Julia and Madeleine came in for the weekend recently. They are my nieces and I adore them. They used to look up to me like I was on a pedestal. Those days are long gone. These days they look at me as though I were a bit daft. Eyes rolling and a sideways smirk punctuate many a conversation.
I admit there are times I willingly earn their disdain. For instance, when I bring up over lunch the value of my possessions. They sigh and twist in discomfort. I can’t help myself. I’m a bit obsessed with where my things will go after I am dead. I think it’s the vision of what happened to my mother’s clothes four days after she died. My Dad sent Colleen and I upstairs after the funeral and told us to clean out her closet. He couldn’t bear to be around her things. Colleen and I tossed her worn shoes into trash bags. The clothes we packed up for Goodwill but the shoes will always be lodged in my memory. We cried as we did it. While in the closet, a piece of wood fell from one of the shelves hitting Colleen’s head. We laughed in tears, “Mom’s so mad at us right now.” We were mourning and feeling so guilty. Her favorite shoes reduced to trash. When I finally returned home, I threw my old shoes out too. I’m not sure if it was solidarity or just a need to keep cleaning.

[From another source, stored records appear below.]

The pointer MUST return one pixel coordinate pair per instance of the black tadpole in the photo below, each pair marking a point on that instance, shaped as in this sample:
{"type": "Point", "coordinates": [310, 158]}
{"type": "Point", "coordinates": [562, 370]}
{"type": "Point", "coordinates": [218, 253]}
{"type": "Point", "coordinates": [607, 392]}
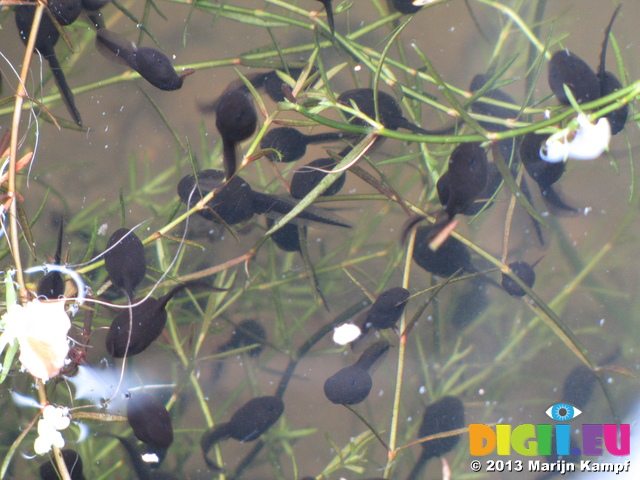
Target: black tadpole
{"type": "Point", "coordinates": [45, 41]}
{"type": "Point", "coordinates": [134, 329]}
{"type": "Point", "coordinates": [390, 113]}
{"type": "Point", "coordinates": [247, 424]}
{"type": "Point", "coordinates": [52, 284]}
{"type": "Point", "coordinates": [149, 420]}
{"type": "Point", "coordinates": [236, 120]}
{"type": "Point", "coordinates": [609, 83]}
{"type": "Point", "coordinates": [352, 385]}
{"type": "Point", "coordinates": [73, 461]}
{"type": "Point", "coordinates": [452, 255]}
{"type": "Point", "coordinates": [405, 6]}
{"type": "Point", "coordinates": [566, 68]}
{"type": "Point", "coordinates": [384, 313]}
{"type": "Point", "coordinates": [545, 174]}
{"type": "Point", "coordinates": [125, 261]}
{"type": "Point", "coordinates": [442, 416]}
{"type": "Point", "coordinates": [467, 177]}
{"type": "Point", "coordinates": [152, 65]}
{"type": "Point", "coordinates": [292, 144]}
{"type": "Point", "coordinates": [235, 201]}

Julia would like to get through this conversation quickly and says, “Don’t worry, I won’t throw anything out. I’ll just put all your things in storage.” Her mother is Colleen and she has heard about the shoe incident more than once.
“No, No Julia. I don’t want you to store my things. I want you to know them so you can decide what to do with them. Like the red chair over there, you should keep that in your home. “
Her face tells me that the chair is not one of her favorite items. I continue, “It has strange powers of strength.” It’s obvious I have earned the daft label for good reason but it’s true the red chair has power. It was originally owned by my grandfather who sat in it for 70 years navigating the Great Depression, life crises and celebrations from its seat. He was a quiet man whose stoic strength is one of the reasons my mother married my father. When I inherited it, it seemed to have a powerful energy. There is a notch on one of the wooden arms where his finger wore into the wood from years of rubbing it. For each of my operations, it was in that chair I would crawl to recuperate. Sometimes I rubbed the notch too. I found it soothing. Knowing my grandfather weathered crisis’s cradled between the wooden arms helped me weather mine. I wanted Julia and Madeleine to know about it too. At 17, they have no idea the joys and sorrows that await them. Even if it isn’t for another 40 years, I want them to know about the Morris chair that will cradle them in times of need. By then, it will be 150 years old and well seasoned with tears and triumphs.
Julia looks at the notch in the chair and gives me a furrowed brow. Now it’s me whose eyes roll, “You ready for tea and desert?” Cheers go up and the topic of my treasures is shelved. I’m determined to live on this earth for another 30 years at least. By then, Julia and Madeleine’s taste may change and my fingers are crossed they will remember some of the stories I tell them.